Escrevo para ti, Paulo!
Porque hoje é domingo, o dia do teu descanso e não escreves, Eu, personagem do teu espírito, venho a terreiro gritar o meu desalento. Sem que tu saibas, ou mesmo que te importes, escrevo para descrever a minha revolta e expô-la ao mundo.
Reclamo. Não entendo porque não me dás vida! Não aceito que me ignores e que, assim, não canalizes para a tua mão os ecos do meu desejo. Dá-me vida!
Dá-me vida de igual forma a que dás às outras personagens que coabitam comigo, bem dentro de ti. Só porque sou rebelde, prestidigitador, por vezes um concreto indefinido, tu não me ligas? Hoje não me calo. Não me controlas. Grito a minha revolta! Quero existir…
Caro Paulo, meu autor e meu amo, perdoa-me esta denúncia, desta personagem esquecida, aos teus nobres leitores, mas não consigo sobreviver no teu corpo sem a voz, que fluí da minha alma e deveria deslizar para a tua escrita. Essa mesma voz que é a minha condição de vida, mesmo que seja um personagem louco ou transmita palavras agrestes e fecundadas nas malícias guerreiras, mesmo que sejam oriundas de um ego tácito, que necessita de rir ou chorar, em movimentos nocturnos, despojado, de vida própria. Tenho ainda assim, apetites sequenciados, que quero sentir. Eu existo! Eu grito!
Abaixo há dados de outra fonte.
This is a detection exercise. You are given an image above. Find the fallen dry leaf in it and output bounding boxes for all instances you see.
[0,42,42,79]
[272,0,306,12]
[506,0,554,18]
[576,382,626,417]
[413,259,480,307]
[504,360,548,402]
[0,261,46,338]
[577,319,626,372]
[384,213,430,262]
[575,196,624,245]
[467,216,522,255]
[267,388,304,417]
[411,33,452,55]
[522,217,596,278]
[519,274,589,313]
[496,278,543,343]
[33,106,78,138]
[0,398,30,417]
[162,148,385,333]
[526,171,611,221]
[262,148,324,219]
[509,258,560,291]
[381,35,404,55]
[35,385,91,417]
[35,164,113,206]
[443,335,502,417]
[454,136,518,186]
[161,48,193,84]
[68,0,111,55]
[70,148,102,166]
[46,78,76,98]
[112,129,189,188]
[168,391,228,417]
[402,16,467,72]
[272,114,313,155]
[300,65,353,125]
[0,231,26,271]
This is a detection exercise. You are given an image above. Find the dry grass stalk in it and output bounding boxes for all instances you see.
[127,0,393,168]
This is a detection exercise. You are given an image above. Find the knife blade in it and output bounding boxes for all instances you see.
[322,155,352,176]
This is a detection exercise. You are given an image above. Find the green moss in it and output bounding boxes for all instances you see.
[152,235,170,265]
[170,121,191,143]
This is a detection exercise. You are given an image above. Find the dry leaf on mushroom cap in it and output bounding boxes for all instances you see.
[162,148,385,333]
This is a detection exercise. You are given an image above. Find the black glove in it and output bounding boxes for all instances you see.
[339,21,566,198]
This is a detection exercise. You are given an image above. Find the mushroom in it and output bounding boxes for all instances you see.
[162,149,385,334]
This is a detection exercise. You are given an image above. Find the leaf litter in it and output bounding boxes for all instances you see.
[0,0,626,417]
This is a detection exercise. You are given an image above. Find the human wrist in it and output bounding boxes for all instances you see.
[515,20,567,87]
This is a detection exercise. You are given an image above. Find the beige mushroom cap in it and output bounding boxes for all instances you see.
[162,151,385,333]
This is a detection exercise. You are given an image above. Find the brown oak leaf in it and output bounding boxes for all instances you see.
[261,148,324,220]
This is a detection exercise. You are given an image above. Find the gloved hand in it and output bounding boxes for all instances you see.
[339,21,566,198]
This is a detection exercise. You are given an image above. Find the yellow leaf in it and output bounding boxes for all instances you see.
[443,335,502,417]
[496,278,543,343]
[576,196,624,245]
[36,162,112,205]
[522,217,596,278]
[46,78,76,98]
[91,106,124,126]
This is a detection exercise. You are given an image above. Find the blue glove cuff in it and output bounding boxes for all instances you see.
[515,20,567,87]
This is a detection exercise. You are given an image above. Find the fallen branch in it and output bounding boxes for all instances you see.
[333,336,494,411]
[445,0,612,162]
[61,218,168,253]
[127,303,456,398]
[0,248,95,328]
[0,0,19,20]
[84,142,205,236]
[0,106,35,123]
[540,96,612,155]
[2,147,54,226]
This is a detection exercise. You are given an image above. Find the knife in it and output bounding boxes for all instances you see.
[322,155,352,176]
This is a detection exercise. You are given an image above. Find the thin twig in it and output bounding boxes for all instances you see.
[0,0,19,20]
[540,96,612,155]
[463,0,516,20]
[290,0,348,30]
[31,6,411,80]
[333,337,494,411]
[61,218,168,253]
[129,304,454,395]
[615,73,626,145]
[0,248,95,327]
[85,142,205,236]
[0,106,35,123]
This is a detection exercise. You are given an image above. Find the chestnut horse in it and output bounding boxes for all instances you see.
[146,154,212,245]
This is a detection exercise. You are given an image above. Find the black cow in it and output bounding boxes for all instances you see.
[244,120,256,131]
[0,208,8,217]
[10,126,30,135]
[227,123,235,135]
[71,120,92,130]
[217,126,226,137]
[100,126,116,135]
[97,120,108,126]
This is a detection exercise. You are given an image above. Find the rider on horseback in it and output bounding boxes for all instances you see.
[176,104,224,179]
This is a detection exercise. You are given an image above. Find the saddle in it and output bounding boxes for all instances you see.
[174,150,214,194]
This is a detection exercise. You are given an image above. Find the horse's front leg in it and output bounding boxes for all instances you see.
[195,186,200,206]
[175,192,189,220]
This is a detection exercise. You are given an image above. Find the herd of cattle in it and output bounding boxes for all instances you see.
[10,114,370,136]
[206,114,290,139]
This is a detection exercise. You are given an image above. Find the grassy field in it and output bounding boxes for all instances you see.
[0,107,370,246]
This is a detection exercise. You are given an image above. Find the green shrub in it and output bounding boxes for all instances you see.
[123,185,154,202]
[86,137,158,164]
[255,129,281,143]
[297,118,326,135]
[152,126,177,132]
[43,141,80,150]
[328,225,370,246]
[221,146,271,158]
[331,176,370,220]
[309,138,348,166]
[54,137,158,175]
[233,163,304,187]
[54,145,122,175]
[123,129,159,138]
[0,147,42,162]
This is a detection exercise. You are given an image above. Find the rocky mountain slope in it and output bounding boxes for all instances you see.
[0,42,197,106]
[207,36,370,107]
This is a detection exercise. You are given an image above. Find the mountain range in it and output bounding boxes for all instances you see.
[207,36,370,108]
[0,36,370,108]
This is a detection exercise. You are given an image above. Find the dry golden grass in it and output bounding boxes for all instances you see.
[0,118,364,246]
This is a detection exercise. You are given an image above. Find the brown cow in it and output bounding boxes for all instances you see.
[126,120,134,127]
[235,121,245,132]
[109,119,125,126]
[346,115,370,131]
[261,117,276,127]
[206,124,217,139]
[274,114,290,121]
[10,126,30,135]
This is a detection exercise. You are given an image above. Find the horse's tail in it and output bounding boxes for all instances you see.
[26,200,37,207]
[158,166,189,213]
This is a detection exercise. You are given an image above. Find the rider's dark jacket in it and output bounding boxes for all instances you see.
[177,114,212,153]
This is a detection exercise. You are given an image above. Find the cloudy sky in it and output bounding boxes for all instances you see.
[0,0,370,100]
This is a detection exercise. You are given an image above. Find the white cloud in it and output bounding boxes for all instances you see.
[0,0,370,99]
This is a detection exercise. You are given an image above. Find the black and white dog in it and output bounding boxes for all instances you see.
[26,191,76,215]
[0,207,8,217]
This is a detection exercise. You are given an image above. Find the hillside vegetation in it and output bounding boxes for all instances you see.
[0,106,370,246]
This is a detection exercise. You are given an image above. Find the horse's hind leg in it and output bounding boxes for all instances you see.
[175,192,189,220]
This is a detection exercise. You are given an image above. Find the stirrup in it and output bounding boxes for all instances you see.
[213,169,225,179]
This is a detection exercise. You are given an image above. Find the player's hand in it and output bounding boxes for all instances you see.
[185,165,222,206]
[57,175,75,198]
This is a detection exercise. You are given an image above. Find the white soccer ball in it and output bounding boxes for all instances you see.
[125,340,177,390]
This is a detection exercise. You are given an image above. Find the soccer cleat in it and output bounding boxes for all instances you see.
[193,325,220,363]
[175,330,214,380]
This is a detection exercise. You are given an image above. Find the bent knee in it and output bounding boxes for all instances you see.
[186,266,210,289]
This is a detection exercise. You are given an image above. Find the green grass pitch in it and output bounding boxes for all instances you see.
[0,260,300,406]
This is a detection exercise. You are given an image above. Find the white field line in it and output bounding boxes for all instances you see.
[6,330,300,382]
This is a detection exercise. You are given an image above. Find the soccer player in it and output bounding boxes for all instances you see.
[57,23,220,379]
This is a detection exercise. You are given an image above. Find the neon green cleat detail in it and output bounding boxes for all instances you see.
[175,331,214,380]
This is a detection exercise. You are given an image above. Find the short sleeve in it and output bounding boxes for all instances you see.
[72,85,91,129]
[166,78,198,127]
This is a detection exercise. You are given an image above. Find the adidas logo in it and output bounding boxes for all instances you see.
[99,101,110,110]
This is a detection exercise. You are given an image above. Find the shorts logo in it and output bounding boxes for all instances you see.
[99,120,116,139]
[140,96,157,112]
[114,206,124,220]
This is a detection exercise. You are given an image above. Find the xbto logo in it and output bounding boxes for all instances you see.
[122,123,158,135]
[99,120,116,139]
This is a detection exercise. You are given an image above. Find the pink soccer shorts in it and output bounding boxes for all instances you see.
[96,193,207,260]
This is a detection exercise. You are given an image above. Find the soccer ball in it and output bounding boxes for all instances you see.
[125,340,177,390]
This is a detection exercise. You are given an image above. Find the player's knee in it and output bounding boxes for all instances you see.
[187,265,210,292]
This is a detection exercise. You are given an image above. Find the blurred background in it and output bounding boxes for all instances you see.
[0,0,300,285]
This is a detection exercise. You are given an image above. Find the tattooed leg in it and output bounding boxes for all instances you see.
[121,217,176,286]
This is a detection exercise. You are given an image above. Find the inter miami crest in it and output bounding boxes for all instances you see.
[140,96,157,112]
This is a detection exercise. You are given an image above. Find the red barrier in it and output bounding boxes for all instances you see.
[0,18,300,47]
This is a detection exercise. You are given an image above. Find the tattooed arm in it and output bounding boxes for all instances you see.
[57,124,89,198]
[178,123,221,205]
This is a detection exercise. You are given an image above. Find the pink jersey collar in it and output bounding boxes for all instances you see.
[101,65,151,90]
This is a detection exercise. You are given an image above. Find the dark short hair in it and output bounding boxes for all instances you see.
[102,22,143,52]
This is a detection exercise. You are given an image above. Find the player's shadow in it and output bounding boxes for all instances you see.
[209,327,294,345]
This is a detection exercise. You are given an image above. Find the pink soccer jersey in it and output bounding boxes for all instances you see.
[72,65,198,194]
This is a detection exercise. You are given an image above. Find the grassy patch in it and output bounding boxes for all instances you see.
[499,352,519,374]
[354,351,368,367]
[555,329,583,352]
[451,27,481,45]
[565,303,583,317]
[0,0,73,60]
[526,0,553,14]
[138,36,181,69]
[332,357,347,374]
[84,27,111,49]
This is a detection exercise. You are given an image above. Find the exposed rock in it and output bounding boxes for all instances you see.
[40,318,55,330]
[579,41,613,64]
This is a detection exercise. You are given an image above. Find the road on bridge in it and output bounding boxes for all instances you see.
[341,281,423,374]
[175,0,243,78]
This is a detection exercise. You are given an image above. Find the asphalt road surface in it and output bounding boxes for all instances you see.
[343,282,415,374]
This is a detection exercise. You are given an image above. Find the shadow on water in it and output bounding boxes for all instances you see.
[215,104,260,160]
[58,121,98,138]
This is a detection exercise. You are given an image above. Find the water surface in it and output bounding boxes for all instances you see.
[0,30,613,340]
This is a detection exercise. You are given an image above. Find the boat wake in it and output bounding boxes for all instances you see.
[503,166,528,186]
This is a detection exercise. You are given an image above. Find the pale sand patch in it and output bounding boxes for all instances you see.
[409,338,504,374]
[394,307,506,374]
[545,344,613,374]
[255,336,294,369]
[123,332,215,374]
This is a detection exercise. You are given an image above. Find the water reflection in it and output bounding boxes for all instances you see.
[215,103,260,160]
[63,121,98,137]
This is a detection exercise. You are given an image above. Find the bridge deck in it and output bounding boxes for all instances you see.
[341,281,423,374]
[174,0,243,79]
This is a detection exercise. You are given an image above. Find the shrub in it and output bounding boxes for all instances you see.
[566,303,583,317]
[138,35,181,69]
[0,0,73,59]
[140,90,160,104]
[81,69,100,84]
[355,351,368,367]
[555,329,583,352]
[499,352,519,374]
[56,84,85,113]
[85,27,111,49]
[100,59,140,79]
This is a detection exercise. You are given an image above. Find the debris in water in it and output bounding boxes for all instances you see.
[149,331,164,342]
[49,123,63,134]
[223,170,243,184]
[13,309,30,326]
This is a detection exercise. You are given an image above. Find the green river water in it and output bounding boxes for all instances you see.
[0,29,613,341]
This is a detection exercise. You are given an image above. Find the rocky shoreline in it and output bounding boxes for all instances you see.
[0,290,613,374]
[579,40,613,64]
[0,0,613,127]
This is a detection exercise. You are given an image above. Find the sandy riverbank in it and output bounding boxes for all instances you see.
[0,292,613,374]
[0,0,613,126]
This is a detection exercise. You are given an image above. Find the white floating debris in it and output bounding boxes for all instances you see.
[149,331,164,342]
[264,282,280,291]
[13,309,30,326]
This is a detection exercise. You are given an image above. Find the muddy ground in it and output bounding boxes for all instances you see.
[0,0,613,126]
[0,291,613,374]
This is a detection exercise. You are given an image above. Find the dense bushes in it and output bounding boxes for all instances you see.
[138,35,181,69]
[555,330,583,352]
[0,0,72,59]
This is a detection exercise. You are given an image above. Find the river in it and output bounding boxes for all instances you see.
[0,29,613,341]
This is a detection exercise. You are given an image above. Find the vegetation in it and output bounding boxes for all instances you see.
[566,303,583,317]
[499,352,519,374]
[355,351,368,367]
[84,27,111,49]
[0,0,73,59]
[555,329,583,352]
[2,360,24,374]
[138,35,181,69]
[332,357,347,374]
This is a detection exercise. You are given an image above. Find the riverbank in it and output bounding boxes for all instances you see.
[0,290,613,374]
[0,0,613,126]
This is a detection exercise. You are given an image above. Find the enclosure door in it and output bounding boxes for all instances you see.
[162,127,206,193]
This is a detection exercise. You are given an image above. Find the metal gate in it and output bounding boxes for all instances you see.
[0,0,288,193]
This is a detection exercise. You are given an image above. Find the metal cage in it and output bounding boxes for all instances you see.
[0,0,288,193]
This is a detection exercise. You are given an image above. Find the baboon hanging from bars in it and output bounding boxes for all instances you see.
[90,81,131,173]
Eu te denuncio!
Vivo enclausurado neste teu corpo e partilho-o com tantos outros personagens que sobressaem, que vagueiam livremente na tua mente. Fogem para a tua mão para poderem ter vida exterior e todos eles me ignoram. Merda! Eu estou aqui no mesmo sítio de onde nunca saí… Merda vezes sem conta!
Hoje é domingo. Agora penitencio-me, regresso ao meu claustro, por outros tantos anos como os que aqui vivi até hoje. Serei castigado pelo meu acto desesperado mas que me importa se esse castigo era o meu dia-a-dia? Serei ignorado! Morto! Porque ignorares-me é morrer lentamente…
Mas consola-me um dia, este dia, este domingo, que fugi de ti e me mostrei ao mundo.
Hoje existi fora de ti!
Se depois perguntarem por mim, mesmo que ninguém responda, saibam que estou aqui em sofrimento, na calada de noite. Estou aqui…
Peço clemência. Pelo domingo, dia do teu descanso, mas como hoje que tu não escreves, escrevi eu! Escrevi e morri!
Paulo, hoje é domingo e amanhã tudo será normal e ninguém se lembrará deste domingo que existi… Perdoa-me, Paulo!